Building JiBX

To build JiBX, either from the distribution or from a CVS image, use the Ant build.xml file in the /build directory. JiBX is compatible with 1.3 and 1.4 JDKs, but must be built using 1.5 or later. The default Ant target compiles the full JiBX code with debug information enabled, runs the full set of tests, and creates the actual distribution zip file. Since this default build includes a variety of unit tests, you must have JUnit available for use from Ant in order to use the default build (which can be done by adding a recent junit.jar to your Ant lib directory, or by adding it to the CLASSPATH environmental variable). The "current" target just rebuilds the jars (in the /lib directory) without running the tests, so you can use this target even if JUnit is not installed. The "small-jars" target does the same as "current", but builds the jars with debug information turned off (useful if the jar sizes are a concern for your project).

Note that the JiBX source code repository may contain classes which are not actually used in the current JiBX distribution, and these classes may not even compile properly. The Ant build specifies which classes to include and exclude when compiling the project. If you use an IDE or other tool to build JiBX, you will need to exclude the unused source files from your project. Most modern IDEs will allow you to create a project based on an Ant build, and this is generally the best way to start out.

The Ant build looks for dom4j.jar and jdom.jar files in the /lib directory. If these jar file are present the build will include the classes in the jibx-extras.jar that support working with these document models. If the jars are not found these classes will be missing from the generated jibx-extras.jar. Additionally, building the JavaDocs without these jars will result in some error messages. These error messages can be ignored.

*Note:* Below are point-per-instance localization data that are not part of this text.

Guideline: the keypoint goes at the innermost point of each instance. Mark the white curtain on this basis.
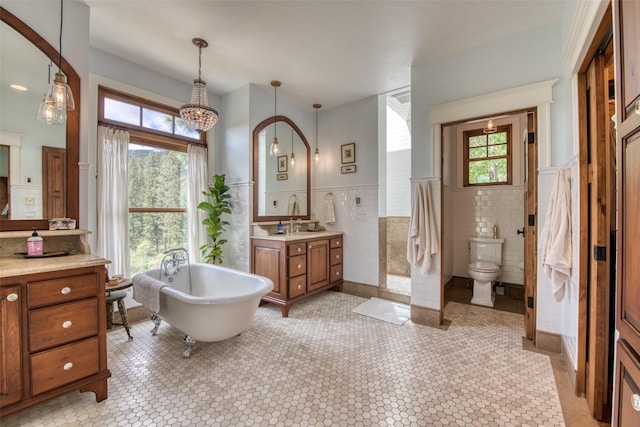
(196, 183)
(113, 199)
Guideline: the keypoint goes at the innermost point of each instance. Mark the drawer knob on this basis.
(635, 402)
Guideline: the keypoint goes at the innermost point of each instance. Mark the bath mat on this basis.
(385, 310)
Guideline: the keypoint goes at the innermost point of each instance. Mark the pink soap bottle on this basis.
(35, 245)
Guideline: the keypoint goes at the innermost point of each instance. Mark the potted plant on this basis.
(217, 204)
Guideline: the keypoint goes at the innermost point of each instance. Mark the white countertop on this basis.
(303, 235)
(20, 266)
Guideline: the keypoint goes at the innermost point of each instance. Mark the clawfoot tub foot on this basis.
(156, 321)
(189, 342)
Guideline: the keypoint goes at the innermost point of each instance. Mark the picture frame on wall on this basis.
(282, 163)
(348, 152)
(348, 169)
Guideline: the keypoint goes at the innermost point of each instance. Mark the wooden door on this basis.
(54, 186)
(600, 209)
(626, 389)
(530, 220)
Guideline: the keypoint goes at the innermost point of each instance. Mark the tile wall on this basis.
(359, 222)
(475, 212)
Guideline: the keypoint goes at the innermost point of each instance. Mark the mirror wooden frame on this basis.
(72, 202)
(256, 147)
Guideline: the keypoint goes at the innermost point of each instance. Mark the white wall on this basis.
(355, 122)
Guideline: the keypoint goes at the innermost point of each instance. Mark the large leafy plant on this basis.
(217, 204)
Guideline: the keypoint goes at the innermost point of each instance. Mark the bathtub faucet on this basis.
(172, 260)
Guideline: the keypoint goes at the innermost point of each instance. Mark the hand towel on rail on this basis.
(329, 210)
(555, 238)
(422, 242)
(146, 290)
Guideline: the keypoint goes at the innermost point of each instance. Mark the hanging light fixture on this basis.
(491, 128)
(317, 152)
(197, 115)
(58, 95)
(47, 112)
(273, 150)
(293, 156)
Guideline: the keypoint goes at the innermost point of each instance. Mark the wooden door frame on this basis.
(531, 208)
(593, 299)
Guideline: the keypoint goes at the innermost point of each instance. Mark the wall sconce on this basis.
(317, 152)
(58, 95)
(491, 127)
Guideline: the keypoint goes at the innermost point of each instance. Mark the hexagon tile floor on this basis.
(324, 365)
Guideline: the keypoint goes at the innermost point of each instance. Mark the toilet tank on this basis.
(486, 249)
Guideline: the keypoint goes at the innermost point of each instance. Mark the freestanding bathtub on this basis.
(216, 303)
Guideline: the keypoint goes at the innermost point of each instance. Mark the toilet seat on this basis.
(484, 267)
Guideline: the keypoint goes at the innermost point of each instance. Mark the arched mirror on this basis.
(41, 173)
(281, 189)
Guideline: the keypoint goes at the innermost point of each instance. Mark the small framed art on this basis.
(282, 164)
(348, 169)
(348, 153)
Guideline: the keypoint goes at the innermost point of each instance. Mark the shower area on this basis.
(395, 192)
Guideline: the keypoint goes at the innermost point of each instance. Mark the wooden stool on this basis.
(117, 297)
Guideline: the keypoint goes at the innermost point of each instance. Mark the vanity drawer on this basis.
(336, 242)
(297, 286)
(63, 365)
(297, 265)
(336, 273)
(297, 249)
(49, 292)
(62, 324)
(336, 256)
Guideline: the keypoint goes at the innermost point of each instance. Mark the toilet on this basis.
(484, 269)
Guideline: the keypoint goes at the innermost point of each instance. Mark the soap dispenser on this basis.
(35, 245)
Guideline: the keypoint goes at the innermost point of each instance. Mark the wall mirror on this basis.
(33, 196)
(281, 190)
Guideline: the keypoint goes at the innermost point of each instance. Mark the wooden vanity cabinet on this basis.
(10, 348)
(298, 268)
(53, 336)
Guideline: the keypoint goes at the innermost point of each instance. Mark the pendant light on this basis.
(491, 128)
(317, 152)
(273, 150)
(197, 115)
(47, 112)
(293, 156)
(58, 95)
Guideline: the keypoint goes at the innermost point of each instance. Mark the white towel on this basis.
(423, 241)
(292, 208)
(555, 238)
(146, 290)
(329, 210)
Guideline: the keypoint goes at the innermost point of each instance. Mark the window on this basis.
(157, 176)
(487, 157)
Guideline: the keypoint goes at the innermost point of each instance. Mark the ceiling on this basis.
(328, 52)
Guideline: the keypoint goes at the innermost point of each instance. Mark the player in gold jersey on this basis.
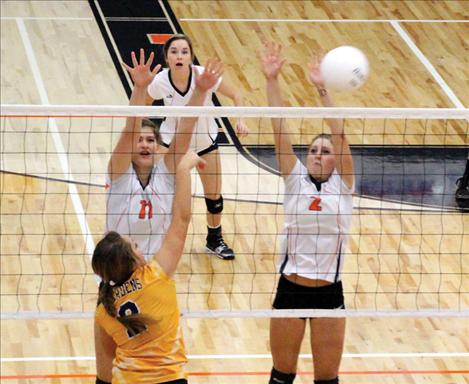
(138, 336)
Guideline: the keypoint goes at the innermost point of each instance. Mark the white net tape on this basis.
(407, 253)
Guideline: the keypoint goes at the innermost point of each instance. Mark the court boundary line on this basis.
(54, 132)
(252, 373)
(39, 18)
(233, 20)
(427, 64)
(418, 207)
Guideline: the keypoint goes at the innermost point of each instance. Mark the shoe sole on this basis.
(220, 256)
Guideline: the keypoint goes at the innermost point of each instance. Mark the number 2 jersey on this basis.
(157, 354)
(316, 226)
(144, 214)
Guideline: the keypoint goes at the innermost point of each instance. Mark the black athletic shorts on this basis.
(294, 296)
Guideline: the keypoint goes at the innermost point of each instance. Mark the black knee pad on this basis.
(214, 206)
(277, 377)
(332, 381)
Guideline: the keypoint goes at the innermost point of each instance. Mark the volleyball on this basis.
(344, 68)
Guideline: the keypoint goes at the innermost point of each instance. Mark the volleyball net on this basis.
(408, 247)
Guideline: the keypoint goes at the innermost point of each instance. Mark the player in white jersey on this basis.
(175, 86)
(318, 207)
(141, 184)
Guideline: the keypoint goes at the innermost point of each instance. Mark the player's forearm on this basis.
(182, 197)
(336, 125)
(275, 100)
(136, 98)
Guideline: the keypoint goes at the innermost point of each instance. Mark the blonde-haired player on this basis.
(318, 208)
(138, 335)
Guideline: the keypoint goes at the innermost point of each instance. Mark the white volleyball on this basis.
(344, 68)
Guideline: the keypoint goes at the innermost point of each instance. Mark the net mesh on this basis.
(408, 247)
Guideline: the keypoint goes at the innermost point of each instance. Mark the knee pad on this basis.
(332, 381)
(214, 206)
(277, 377)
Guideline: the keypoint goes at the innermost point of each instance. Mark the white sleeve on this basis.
(291, 181)
(155, 88)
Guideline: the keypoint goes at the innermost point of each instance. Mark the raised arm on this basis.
(142, 75)
(182, 138)
(236, 95)
(343, 155)
(272, 63)
(173, 245)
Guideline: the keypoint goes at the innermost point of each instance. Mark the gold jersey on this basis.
(157, 354)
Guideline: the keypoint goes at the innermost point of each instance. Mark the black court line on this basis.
(405, 173)
(124, 26)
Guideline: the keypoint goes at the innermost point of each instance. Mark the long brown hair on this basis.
(174, 38)
(114, 261)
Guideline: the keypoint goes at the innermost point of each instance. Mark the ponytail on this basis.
(113, 261)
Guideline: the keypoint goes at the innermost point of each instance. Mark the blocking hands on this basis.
(140, 71)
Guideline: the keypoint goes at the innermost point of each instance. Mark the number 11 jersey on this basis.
(144, 214)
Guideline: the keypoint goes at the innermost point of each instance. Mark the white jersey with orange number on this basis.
(162, 87)
(144, 214)
(316, 226)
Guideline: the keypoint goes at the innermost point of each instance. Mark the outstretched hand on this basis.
(314, 73)
(271, 59)
(141, 73)
(208, 79)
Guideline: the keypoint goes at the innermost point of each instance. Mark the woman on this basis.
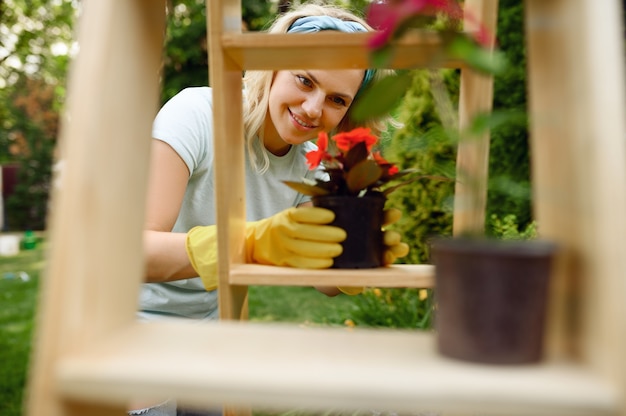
(283, 111)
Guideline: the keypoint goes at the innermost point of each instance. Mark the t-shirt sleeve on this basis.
(185, 122)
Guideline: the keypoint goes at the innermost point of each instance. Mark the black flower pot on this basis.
(362, 219)
(491, 299)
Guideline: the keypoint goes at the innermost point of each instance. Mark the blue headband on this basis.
(309, 24)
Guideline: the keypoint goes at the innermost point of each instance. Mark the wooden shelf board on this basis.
(329, 49)
(414, 275)
(286, 367)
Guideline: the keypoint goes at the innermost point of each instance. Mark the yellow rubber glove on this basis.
(394, 247)
(295, 237)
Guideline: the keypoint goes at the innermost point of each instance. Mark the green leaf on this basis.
(477, 57)
(381, 57)
(355, 155)
(306, 189)
(381, 97)
(362, 175)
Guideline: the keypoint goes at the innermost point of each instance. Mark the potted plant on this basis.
(490, 294)
(355, 184)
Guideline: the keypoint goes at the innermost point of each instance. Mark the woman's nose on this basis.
(313, 105)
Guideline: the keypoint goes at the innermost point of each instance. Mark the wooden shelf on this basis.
(414, 275)
(283, 367)
(329, 50)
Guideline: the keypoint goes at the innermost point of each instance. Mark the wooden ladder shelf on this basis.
(92, 357)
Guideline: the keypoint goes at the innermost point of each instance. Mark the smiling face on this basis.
(304, 103)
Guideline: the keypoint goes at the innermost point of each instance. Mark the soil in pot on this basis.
(362, 218)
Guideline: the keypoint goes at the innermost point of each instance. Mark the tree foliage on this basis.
(36, 40)
(421, 143)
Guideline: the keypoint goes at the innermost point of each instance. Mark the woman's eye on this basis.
(338, 100)
(304, 81)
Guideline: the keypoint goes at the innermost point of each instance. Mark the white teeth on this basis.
(302, 123)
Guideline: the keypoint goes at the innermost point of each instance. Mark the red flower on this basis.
(346, 140)
(315, 157)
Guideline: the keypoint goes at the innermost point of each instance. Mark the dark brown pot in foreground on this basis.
(491, 299)
(362, 219)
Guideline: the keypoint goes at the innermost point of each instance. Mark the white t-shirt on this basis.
(186, 123)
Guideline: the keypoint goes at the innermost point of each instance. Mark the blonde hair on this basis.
(257, 86)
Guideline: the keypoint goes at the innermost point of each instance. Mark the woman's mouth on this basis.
(301, 122)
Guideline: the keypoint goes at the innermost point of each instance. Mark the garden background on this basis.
(36, 47)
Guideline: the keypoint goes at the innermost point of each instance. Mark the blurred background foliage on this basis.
(37, 45)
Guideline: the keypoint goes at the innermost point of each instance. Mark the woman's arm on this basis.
(166, 256)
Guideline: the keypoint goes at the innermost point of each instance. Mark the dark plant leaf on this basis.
(362, 175)
(381, 97)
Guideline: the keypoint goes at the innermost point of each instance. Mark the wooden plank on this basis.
(472, 166)
(286, 367)
(416, 276)
(577, 111)
(329, 49)
(229, 170)
(94, 267)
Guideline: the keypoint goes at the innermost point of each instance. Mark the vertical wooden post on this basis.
(226, 81)
(576, 90)
(476, 96)
(96, 222)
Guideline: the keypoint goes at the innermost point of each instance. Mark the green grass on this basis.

The build has been tested on JDK versions 1.3 through 1.6. JDK 1.3 does not include the JAXP library (used by the JiBX extras code for DOM document model support) in the distribution, so to build with JDK 1.3 you need a JAXP implementation. As a convenience, the supplied build file will look for Xerces jar files in the /lib directory and include these in the classpath if the jars are present. The jar files needed for this purpose are xercesImpl.jar and xml-apis.jar.

To build the internal JavaDocs, use the Ant "devdoc" target. This will generate the full JavaDocs for all JiBX code (rather than just the user-visible classes included in the normal JavaDocs) to the /build/docs/dev directory.

If you're building JiBX within an IDE environment, you can use the Ant build-binding.xml file in the /build directory to compile the JiBX bindings used by the binding compiler itself. You'll need to recompile these bindings any time classes in the org.jibx.compiler.model package are recompiled by the IDE.